Viruses in the Gut Protect Us and Change with Age and Diet

September 8, 2025
2 Min read
“Gut Virome” little known protects us – and changes throughout our lives
A new review study examines the “intestine virome”: the mysterious viral population of the microbiome

Viruses have a bad reputation naturally. But in the depths of our digestive system, many of them work quietly to keep us healthy. This “intestinal viroma” is a key element of the global microbiome – the vast collection of microbes that play a crucial role in our digestion, our immunity and our global health.

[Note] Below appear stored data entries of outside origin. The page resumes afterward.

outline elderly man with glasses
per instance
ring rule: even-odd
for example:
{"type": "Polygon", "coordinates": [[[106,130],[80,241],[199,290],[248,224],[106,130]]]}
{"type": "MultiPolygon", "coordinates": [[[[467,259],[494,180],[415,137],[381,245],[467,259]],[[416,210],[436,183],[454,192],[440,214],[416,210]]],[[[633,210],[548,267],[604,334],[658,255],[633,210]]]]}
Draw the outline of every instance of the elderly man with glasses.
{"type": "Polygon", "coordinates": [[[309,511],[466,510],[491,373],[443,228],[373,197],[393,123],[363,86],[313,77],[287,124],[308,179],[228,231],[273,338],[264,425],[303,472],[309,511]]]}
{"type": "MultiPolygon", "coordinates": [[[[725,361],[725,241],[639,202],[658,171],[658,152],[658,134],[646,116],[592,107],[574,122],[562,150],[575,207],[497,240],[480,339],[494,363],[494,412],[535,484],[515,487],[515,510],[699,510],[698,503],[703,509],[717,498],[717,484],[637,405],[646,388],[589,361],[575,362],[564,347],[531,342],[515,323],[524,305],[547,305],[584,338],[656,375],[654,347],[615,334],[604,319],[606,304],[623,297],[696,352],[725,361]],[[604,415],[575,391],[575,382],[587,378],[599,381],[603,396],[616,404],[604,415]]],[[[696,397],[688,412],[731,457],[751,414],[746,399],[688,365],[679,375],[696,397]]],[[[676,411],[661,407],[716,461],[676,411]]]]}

“The bacteria of the microbiome is well known,” explains Tao Zuo, microbiologist at the Sun Yat-Sen university in China. “But the virome that we don’t really know.”
This is due in part to the fact that the virome represents only about 0.1% of the total biomass of the microbiome, explains Zuo. And viruses are quickly swinging, making their genetic equipment more difficult to isolate for the study. To get a better understanding, Zuo and his colleagues have gathered a multitude of research data to catalog how the intestinal virome changes with age, food and the environment.
On the support of scientific journalism
If you appreciate this article, plan to support our award -winning journalism by subscription. By buying a subscription, you help to ensure the future of striking stories about discoveries and ideas that shape our world today.
Their review, published in Precision clinical medicine,, Particularly focuses on bacteriophages – viruses that infect bacteria and represent more than 95% of the virome. These viruses sometimes take advantage of us by infecting and killing harmful intestinal bacteria. But they can also strengthen pathogens – “for example, if a bacteriophagus carries a gene that offers antibiotic resistance,” explains the virologist Jelle Matthijnssens, specializing in research on viraces at the Catholic University of Belgium in Leuven (Ku Leuven) and did not participate in the journal.
The authors of the study show how an individual’s viroma is constantly developing according to genetics and the environment. At birth, the bacteriophages of infants are often more numerous than bacteria of their microbiome, but it is starting to change with exposure to the outside world and as the intestine is developing. During adolescence, bacterial populations develop more from hormonal changes and exposure accumulated to other microbes. In adulthood, healthy individuals organize a delicate and mutually beneficial balance of bacteriophages and bacteria.
Certain bacteriophages which help to maintain this balance are extremely reactive to environmental factors such as food and air quality, and they also respond to the levels of inflammation of their host, immune signaling, stress hormones, etc. Factors such as exposure to certain drugs and poor diet can trigger an imbalance that reduces the diversity of the virome. In turn, this was associated with disorders such as inflammatory intestine disease. In the elderly, an aging immune system and an increase in metabolic stress can still throw this system and increase the viral number, potentially contributing to age -related diseases.
Understanding these effects of aging and the environment can one day contribute to clinical applications such as “phage therapy”, say the researchers – but much more research is necessary.
“A key challenge consists in distinguishing causality from correlation,” explains Evelien Adriasens, microbiologist at the Quadram Institute in England, which was not involved in the new study. “The virome of each individual is unique …, so we cannot make radical statements on the health of an individual looking at his virome alone.”
It’s time to defend science
If you enjoyed this article, I would like to ask for your support. American scientist has been a defender of science and industry for 180 years, and at the moment can be the most critical moment of this two -centuries story.
I was a American scientist The subscriber since the age of 12, and that helped shape my way of looking at the world. Sciam Educates me and always delights me, and inspires a feeling of fear for our vast and magnificent universe. I hope that does this for you too.
If you subscribe to American scientistYou help make sure that our cover is focused on significant research and discoveries; that we have the resources necessary to report the decisions that threaten laboratories in the United States; And that we support the budding scientists who work at a time when the value of science itself does not become often again.
In return, you get essential news, Captivating podcasts, brilliant infographics, Maybe not miss newsletters, videos to watch, Difficult games and the best writings and reports in the scientific world. You can even Give someone a subscription.
There has never been more time for us to get up and show why science counts. I hope you will support us in this mission.